Dividend cover deteriorating

Many high-yielders currently struggle with dividend cover. Land Securities (LSE:LAND) illustrates the challenge acutely. The company’s payout ratio stands at 167%, meaning it’s distributing significantly more cash to shareholders than it generates in current earnings. However, critically, it also demonstrates why this situation may be temporary rather than terminal.

A case study in dividend recovery

With a £9.3bn valuation, Landsec owns and manages premium commercial and residential property in the UK. Trading at around 650p, it offers a dividend yield of 6.5%. The company’s become increasingly attractive to income investors seeking exposure to London’s property market recovery — and recent management updates suggest the recovery narrative has genuine foundation.

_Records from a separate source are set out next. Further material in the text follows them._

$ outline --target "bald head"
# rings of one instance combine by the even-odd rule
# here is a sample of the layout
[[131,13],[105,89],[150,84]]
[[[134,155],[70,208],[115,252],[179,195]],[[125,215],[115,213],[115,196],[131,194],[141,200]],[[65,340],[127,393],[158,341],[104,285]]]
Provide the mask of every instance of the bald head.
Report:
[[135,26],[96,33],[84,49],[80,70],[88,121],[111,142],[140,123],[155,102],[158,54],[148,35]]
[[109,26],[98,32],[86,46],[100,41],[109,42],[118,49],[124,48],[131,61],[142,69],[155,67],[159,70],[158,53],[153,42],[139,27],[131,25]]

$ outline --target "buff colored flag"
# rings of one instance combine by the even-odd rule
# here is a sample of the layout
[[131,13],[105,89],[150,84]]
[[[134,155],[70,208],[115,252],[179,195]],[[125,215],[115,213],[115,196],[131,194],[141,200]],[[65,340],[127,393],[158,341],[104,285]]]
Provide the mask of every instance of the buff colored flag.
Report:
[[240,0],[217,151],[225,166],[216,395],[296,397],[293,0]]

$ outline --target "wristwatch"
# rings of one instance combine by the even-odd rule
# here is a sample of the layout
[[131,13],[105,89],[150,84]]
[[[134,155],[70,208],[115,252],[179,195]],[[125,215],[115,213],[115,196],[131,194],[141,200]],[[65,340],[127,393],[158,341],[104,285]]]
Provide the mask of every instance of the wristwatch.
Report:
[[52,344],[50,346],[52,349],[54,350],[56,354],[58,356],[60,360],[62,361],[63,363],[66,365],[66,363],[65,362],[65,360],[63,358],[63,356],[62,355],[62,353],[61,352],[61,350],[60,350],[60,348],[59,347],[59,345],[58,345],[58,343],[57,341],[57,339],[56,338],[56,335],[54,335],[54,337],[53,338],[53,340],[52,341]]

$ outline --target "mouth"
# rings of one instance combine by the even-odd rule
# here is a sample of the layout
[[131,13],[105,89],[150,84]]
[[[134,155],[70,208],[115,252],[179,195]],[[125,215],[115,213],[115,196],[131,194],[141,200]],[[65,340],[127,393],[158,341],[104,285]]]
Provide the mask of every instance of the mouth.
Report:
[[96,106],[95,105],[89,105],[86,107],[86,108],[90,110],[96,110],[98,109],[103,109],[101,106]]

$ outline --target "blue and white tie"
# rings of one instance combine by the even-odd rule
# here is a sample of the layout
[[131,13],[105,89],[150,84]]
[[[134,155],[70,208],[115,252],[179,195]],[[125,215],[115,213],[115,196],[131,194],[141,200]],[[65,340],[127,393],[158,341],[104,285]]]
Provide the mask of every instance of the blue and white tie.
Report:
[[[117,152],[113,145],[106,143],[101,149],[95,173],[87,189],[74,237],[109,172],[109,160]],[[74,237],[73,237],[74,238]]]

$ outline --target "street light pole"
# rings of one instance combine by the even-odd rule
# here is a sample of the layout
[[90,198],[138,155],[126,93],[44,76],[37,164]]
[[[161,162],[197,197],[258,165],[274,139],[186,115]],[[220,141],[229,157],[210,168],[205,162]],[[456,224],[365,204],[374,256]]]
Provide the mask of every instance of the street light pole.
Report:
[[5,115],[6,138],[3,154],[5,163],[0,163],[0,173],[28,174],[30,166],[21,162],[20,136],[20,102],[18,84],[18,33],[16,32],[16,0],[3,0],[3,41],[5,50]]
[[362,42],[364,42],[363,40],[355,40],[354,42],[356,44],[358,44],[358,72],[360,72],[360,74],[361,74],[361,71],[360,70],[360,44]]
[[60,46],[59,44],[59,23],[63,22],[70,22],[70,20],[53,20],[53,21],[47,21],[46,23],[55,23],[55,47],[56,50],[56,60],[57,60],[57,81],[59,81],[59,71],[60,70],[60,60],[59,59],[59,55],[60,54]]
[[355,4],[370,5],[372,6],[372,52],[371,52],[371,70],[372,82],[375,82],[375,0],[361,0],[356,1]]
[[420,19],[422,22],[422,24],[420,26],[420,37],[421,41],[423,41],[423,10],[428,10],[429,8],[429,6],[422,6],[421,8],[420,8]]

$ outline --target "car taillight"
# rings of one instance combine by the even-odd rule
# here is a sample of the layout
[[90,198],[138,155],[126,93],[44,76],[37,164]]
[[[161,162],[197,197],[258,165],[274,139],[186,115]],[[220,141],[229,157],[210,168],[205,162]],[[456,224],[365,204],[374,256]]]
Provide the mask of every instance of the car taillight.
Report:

Still, it faces notable challenges. With a payout ratio of 167%, the company’s returning more than current earnings to shareholders. This is only sustainable if earnings growth accelerates meaningfully. And with £4.65bn in total debt against only £424m in EBITDA, there’s a risk it may have to cut dividends if earnings don’t improve.

Encouragingly, the latest half-year results suggest management’s executing a credible turnaround. The company sold £644m of low-returning assets, with a further £1bn planned over the next three years, redirecting capital into higher-yielding assets. And it looks like it’s already working, with like-for-like rental income growing 5.2% in H1 2025, with office occupancy reaching 98.8% and retail occupancy at 96.7%.

Also, shopping centre trading in the final Golden Quarter revealed market-beating sales.

The bottom line

High dividend yields aren’t free money — they’re compensating investors for risk. Before buying dividend shares, always check dividend cover, debt, sector vulnerability and operational proficiency.

Landsec offers potential for a meaningful turnaround, but it requires patience and conviction that management can deliver on its strategy. As always, there’s moderate risk.

Still, I think it’s one of the more promising dividend shares to consider this year.